# Another london broil last night...



## Captain Morgan (Apr 6, 2005)

They were on sale, I bought 2, one's in the freezer.  This time, someone mentioned Dales sauce as a marinade, so I got it, and let it go overnight.
I must say, that stuff is basically soy sauce.  It didn't ruin it, but it was not the flavor I wanted.  I had Dale's years ago, and I guess there's a reason I haven't bought it since.

  Anyway, fired up the kettle with a chunk of oak, and seared both sides for a couple of minutes, then moved to indirect till temps hit 140.

  Foiled and let it rest for about an hour, then ran it through the slicer.

Had heated a pan of beef consomme to keep the slices moist and juicy till serving time, and that worked well.

  No more Dales sauce.  I can make a better marinade myself.


----------



## LarryWolfe (Apr 6, 2005)

Cappy, please tell me you had some horseradish with the LB?  I love London Broil and horsey! :-D


----------



## Captain Morgan (Apr 6, 2005)

yes indeedy!  Something about that horsey with beef!


----------



## Captain Morgan (Apr 6, 2005)

I love Allegro, but haven't done a broil with it.  I studied about it at the grocery store, but since the request was for Dale's that's what I went with.  Allegro has a much better flavor...as I stated before, the Dale's just tastes like soy sauce to me.


----------



## K Kruger (Apr 6, 2005)

What cut was it, could you tell? Round steak, top round roast, flank?


----------



## Captain Morgan (Apr 6, 2005)

Sorry, all I can tell you is it was labled london broil.  i've got one in the freezer is ya want me to go study it...


----------



## Shawn White (Apr 6, 2005)

What is this London Broil?? I'm not sure I have ever seen one in the store .... sounds like it is a slice of a round roast ... is this correct? I will have to try a couple. Thnx


----------



## K Kruger (Apr 6, 2005)

Shawn--London broil is actually a method of cooking rather than a cut. Typically flank is used, sometimes top round, sometimes bottom. You marinate well, then broil or grill to medium rare, generally, then sliced against the grain and on the bias.

Several years ago (about the time flank became a kind of 'vogue' cut--it had been pretty cheap), meat departments started changing their labels. Prior 'London Broil' was either not mentioned or the label said 'Flank--for London Broil', many people being somewhat familiar with the term and process but not the cut.
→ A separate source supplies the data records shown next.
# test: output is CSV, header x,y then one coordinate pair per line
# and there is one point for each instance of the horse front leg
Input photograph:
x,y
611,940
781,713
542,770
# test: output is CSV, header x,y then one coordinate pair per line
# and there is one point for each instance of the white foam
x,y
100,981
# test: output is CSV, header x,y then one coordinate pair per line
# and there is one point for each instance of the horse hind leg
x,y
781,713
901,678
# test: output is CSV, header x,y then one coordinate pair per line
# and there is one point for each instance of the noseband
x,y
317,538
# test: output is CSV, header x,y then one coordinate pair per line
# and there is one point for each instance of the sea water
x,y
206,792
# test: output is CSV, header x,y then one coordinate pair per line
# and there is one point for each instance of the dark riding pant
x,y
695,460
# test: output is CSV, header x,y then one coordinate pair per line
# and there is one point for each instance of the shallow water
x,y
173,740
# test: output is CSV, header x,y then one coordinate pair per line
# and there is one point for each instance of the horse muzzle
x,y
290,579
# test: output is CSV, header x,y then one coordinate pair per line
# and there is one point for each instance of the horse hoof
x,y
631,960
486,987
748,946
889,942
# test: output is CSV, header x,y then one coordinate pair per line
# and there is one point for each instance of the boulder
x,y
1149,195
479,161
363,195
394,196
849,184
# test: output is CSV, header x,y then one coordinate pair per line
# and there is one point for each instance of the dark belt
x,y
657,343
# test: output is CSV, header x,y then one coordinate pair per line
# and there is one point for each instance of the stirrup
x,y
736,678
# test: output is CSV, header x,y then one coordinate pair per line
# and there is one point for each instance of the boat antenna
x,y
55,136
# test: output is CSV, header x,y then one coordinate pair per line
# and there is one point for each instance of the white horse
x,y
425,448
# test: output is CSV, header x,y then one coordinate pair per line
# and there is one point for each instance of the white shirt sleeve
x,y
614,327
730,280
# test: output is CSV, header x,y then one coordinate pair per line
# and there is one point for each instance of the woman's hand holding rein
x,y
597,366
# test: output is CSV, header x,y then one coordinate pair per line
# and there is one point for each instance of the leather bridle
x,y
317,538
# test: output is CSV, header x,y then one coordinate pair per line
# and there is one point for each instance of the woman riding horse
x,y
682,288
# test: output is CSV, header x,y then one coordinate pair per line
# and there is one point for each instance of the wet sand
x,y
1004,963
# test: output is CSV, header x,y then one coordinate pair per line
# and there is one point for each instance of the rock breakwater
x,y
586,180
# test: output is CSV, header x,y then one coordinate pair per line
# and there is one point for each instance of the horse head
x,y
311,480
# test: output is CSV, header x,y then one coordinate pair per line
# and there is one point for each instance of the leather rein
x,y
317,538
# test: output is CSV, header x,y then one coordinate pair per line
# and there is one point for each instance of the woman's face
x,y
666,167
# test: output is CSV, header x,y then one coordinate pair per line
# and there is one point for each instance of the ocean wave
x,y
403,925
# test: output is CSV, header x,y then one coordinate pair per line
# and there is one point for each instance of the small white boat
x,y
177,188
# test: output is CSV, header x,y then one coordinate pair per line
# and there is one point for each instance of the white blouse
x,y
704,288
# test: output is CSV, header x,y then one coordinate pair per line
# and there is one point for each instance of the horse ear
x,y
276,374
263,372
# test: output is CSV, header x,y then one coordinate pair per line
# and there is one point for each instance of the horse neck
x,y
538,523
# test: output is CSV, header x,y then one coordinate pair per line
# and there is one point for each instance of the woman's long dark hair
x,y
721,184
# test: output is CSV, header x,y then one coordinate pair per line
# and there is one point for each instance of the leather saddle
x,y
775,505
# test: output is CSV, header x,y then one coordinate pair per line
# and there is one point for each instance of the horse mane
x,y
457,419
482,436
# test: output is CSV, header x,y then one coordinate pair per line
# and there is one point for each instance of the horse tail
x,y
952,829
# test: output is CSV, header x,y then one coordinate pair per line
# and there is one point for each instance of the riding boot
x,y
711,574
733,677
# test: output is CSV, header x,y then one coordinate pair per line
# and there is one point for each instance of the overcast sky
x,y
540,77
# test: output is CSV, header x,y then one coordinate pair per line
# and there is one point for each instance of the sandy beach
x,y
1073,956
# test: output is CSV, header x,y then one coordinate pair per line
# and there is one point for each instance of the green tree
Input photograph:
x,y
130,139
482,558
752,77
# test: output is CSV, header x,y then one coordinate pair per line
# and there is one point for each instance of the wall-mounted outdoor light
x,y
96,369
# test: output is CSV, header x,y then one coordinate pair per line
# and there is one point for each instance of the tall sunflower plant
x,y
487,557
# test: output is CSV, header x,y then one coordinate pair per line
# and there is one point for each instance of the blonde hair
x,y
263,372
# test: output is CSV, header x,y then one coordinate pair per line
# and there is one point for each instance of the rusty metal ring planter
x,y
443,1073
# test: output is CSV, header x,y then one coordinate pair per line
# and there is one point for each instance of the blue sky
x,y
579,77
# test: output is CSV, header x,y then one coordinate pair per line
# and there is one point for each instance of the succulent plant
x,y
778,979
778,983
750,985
Anyway, when flanks prices went up (dramatically, as I recall), flank was often labeled 'Flank' but you now saw 'Round--for London Broil' or some such. Since, depending on where you are (both in the country and in what store) you often just see 'London Broil'. 

Now you'll even see recipes calling for 'London Broil' but not specifying a cut. That's okay I guess but I like knowing. Flank is obvious. Top and bottom round are easily distinguished from flank, but not necessarily each other. Flank, like tri-tip, is well-suited to a tasty marinade and a sear and grill to med-rare. Top round works okay though I think the flavor's not quite as beef-y; still good though. Bottom round--well, it depends.
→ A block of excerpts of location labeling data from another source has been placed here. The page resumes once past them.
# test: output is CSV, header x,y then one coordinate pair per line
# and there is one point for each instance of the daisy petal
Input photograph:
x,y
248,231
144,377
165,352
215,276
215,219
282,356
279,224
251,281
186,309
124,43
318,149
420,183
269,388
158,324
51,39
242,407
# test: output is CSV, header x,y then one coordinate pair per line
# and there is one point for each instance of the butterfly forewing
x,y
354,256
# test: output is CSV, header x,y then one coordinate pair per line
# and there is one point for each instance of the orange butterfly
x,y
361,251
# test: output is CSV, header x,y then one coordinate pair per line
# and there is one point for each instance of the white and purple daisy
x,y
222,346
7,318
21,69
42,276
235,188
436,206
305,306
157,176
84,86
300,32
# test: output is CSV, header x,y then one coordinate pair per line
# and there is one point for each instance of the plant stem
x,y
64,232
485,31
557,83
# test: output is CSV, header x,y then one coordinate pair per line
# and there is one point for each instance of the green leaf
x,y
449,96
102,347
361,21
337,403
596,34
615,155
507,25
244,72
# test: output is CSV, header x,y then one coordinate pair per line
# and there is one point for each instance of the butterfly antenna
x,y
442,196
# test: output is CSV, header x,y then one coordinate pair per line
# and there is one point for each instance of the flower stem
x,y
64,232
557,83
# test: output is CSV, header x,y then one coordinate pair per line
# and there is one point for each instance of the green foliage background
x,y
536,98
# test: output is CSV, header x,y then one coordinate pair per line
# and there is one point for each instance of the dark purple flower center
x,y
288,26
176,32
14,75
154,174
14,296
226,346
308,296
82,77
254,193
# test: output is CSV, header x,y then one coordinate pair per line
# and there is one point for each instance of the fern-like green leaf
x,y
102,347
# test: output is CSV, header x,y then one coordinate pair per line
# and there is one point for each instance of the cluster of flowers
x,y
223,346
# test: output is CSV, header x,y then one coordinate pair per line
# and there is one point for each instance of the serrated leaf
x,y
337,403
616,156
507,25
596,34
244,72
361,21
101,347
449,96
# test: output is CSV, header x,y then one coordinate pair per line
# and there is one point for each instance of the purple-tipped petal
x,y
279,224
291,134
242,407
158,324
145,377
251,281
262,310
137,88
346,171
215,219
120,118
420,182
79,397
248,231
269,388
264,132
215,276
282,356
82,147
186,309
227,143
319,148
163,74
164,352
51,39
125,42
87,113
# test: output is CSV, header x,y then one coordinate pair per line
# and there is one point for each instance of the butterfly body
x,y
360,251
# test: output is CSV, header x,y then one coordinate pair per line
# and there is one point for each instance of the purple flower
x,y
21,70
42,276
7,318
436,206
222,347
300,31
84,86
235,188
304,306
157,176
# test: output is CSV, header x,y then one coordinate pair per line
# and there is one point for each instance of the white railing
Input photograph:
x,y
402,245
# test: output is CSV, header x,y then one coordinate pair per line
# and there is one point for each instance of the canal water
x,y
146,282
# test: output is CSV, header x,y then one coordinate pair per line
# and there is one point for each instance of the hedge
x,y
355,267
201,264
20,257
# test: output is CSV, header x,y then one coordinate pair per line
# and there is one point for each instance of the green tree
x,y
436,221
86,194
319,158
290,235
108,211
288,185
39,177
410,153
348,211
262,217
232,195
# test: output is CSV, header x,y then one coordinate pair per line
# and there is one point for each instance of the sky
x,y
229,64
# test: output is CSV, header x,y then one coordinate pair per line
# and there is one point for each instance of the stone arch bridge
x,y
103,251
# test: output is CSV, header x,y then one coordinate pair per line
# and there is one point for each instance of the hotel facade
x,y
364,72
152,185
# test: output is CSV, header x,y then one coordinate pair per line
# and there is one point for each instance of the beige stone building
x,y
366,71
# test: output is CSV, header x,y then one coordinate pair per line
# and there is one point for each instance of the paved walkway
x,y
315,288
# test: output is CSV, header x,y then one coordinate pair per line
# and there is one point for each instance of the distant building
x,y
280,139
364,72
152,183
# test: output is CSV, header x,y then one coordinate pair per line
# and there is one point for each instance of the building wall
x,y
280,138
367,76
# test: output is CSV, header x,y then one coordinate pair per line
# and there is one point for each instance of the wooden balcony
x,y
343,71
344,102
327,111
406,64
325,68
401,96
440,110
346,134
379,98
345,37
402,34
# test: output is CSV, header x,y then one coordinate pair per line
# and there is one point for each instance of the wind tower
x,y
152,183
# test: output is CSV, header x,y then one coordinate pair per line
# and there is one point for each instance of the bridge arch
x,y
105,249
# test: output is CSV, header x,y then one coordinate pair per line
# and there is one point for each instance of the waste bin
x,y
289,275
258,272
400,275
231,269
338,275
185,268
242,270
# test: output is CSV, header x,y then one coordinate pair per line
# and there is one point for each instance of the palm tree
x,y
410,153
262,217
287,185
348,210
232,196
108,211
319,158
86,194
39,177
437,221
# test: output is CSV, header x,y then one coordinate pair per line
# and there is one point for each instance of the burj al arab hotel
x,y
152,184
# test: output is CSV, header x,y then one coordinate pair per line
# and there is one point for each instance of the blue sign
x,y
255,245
Captain--I was just wondering because it came up in conversation on chefs'  board a while back. Several of us keep in informal touch via email and one of the things we mention is stuff like local retail prices, what's being passed off as what, and so forth. In my area LB is top round (if it's only labeled LB), flank is labeled flank (and relatively pricey).


----------



## Shawn White (Apr 6, 2005)

thanks very much Kevin and Raine ... since London Broil seems to be a method of prepping and cooking a particular cut of beef, would either of you please be so kind as to post a sample recipe geared towards a smoker cook? thnx


----------



## Shawn White (Apr 6, 2005)

wow, thanks Raine ... I love cilantro leaves .... to smoke London Broil would you smoke it for a couple of hours then grill over hot coals briefly to finish, or maybe just grill it and add some smoke wood to the grilling, or take another approach?


----------



## K Kruger (Apr 6, 2005)

One of the ones I do is posted now in Meat Recipes. Very similar to Raine's first. His (her?) second looks terrific. As you can see you can do a lot of different things. Never tried smoking one. I do them like steak, high heat to medium rare. You could try smoking then a sear finish but I'd still watch your internals and not go past 130.


----------



## Captain Morgan (Apr 7, 2005)

These are pretty lean cuts, not sure if smoking would be of grea benefit....perhaps more smoke flavor.  Or maybe I'll try it.


----------



## K Kruger (Apr 7, 2005)

Yep, very lean. I put a bunch of smokewood on the lump but grill them like steaks, I've never tried a lower-slower approach; Raine might have some insight on that.


----------